Among those obligations, by the way, is one affirmed by President Obama that would give $3 billion over four years to help developing countries incorporate more clean energy and new technologies. Trump has said that the money would be better spent in this country, developing such things as advanced coal plants.

China, meantime, ratified the Paris agreement in September alongside the United States. At the World Economic Forum in Davos in January, China’s President Xi Jinping said that his country will help lead the charge if the U.S. reneges. To that end, China has promised to invest $360 billion in renewable energy through 2020 while at the same time suspending 100,000 megawatts of coal capacity, says Bloomberg New Energy Finance.

India, too, is bucking up and says it will assume more responsibility.

If the United States pulled out of the Paris accords, it would have to give notice. At the same time, if the American court system upholds the Clean Power Plan, it will be difficult to wipe it off the books, although the Trump administration could choose not to enforce the law. And if that is the case, plenty of interest groups, and some states such as New York and California, have said they will use the judiciary system to compel such compliance.

Federal Judge Gorsuch of Colorado, though, may change the calculus. Progress Now in Colorado says that the nominee would set back environmental causes.
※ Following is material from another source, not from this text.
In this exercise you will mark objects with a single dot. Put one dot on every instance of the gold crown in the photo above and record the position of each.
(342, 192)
Meantime, NextGen President Tom Steyer said that the U.S. Senate owes "no deference" to Trump, who lost the popular vote. 
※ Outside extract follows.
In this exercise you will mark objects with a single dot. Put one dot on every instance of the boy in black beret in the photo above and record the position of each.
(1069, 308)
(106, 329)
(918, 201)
As a practical matter, the United States is more than halfway to meeting the goals of the Clean Power Plan, which is to cut carbon by 32% by 2030. Altering that course may help the coal sector at the margins but it will assuredly put a dent in the natural gas sector that Trump has also pledged to assist. What now?

“The wheels to change policy take time,” says Rob Barnett, analyst with Bloomberg Intelligence. “Reversing direction is a different matter altogether.”

The storm by which Trump has assumed the White House will eventually peter out. The same is true for the energy and environmental policies promised by the president, despite his nomination of Gorsuch. To get ahead, Trump must have popular backing and market support, both of which he clearly lacks.